In contrast, defensive medicine and "excess" malpractice insurance costs as much as 10% of the total health bill or over $200 billion annually if we believe some studies. Yet trial lawyers get at most half of the total malpractice payout of about $6 billion annually, or under 1.5 % of the cost imposed on the system. To misquote Winston Churchill, never have so many paid so much to benefit so few. Even as they push for other changes, Democrats have no excuse to block malpractice reforms.

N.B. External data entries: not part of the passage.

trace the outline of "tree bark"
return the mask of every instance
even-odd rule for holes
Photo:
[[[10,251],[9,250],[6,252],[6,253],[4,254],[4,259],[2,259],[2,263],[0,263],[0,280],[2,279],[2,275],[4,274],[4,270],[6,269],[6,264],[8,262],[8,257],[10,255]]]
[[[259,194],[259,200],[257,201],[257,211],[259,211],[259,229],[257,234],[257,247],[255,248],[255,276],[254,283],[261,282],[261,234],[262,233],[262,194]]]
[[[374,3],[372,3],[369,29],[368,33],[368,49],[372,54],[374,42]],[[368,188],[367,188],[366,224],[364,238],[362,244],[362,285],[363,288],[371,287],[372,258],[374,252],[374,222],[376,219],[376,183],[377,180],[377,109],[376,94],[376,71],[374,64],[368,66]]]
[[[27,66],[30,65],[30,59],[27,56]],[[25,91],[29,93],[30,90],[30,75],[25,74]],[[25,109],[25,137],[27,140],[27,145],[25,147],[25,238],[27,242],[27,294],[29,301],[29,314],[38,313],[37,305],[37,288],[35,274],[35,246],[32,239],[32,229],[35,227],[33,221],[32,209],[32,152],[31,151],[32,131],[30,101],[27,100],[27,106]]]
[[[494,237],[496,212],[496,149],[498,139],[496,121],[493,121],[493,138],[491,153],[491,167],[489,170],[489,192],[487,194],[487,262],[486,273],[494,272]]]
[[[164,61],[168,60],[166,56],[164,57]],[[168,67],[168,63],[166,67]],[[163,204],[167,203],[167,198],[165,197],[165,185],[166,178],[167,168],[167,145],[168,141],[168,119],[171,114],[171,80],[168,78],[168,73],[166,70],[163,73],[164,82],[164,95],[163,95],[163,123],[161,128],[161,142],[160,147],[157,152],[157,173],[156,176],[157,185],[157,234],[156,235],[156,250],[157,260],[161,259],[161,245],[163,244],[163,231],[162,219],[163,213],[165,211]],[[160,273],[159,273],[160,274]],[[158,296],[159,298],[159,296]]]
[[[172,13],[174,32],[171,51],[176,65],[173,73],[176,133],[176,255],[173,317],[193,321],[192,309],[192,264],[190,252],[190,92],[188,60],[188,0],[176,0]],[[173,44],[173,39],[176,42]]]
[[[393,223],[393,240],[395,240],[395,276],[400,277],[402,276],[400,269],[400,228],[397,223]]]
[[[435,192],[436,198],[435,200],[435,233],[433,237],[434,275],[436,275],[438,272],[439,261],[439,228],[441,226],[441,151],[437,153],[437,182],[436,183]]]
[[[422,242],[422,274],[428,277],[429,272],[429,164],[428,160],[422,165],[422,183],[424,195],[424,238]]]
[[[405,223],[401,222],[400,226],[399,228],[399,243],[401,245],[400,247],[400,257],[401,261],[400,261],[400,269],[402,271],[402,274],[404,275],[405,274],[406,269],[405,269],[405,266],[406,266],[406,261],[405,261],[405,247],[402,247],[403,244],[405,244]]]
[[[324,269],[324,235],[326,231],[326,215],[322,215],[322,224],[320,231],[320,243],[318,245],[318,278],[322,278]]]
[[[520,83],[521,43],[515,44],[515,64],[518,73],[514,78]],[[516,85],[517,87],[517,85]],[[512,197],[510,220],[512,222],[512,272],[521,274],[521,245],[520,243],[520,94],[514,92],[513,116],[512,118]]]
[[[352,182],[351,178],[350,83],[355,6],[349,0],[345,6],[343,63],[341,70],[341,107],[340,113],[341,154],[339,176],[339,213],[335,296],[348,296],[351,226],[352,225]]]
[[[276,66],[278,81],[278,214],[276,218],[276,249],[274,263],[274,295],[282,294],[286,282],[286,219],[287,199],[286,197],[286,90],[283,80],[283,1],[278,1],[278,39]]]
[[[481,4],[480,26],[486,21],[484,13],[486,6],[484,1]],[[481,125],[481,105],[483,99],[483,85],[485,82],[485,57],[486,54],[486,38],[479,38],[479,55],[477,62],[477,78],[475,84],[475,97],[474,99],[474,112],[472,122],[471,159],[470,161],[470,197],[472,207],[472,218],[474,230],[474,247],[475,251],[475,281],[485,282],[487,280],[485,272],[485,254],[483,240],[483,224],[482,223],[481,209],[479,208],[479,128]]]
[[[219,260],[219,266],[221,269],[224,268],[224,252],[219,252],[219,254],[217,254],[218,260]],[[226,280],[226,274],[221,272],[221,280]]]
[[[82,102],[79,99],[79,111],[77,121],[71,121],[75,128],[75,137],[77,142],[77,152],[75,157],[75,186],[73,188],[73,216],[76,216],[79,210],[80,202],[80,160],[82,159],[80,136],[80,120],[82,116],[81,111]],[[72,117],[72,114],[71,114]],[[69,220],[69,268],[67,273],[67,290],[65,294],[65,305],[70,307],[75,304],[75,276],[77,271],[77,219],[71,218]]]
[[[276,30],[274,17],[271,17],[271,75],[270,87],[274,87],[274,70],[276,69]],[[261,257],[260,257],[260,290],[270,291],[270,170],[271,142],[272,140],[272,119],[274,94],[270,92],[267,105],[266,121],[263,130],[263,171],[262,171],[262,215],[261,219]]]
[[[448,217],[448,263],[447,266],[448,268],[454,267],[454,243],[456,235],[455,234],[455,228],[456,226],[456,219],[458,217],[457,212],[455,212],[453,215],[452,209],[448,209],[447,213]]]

Epstein says the main reasons the US system (as different from others as in Europe) drives up malpractice costs are:
  • Jury trials that can veer out of control and introduce significant uncertainty, coupled with a contingency fee system and each side bearing its own costs. This encourages trial lawyers to litigate excessively, as they have a good chance to win big with little downside if they lose.
  • American judges frequently allow juries to decide whether honest mistakes are negligent, and to infer medical negligence from the mere occurrence of a serious injury. American plaintiffs sometimes aren't required to identify any particular acts of negligence, or showing the connection between the negligent act and the injury.
  • Damage awards in the US tend to dwarf those made elsewhere.

As a result, Americans file claims about 3.5 times more often than Canadians. Yet the frequency of medical malpractice in Canada is about the same as in the US (so much for the deterrence of the costly US system) - for about a tenth of the total cost.

I agree with Epstein's recommendation to (a) replace juries with specialized commissions like those in France that reduce litigation expenses and promote uniformity in case outcomes across regions, and (b) have a national cap on damages for pain and suffering, such as those already enacted in over 30 states that are set between $250K and $500K.

Two concluding caveats to Epstein's article, though. First, not everyone agrees that malpractice coupled with defensive medicine imposes such heavy costs. A 2004 report titled "Limiting Tort Liability for Medical Malpractice" by the Congressional Budget Office uses terms like "weak", "inconclusive" and "ambiguous" to describe a lot of the evidence. Second, Epstein couldn't leave well enough alone, and took a pot shot at the vitally needed (in my opinion) public option in his concluding sentence: "Market-based solutions that make the private sector more responsive should in turn undermine the case for moving head-first into a government-run health-care system with vast, unintended inefficiencies of its own."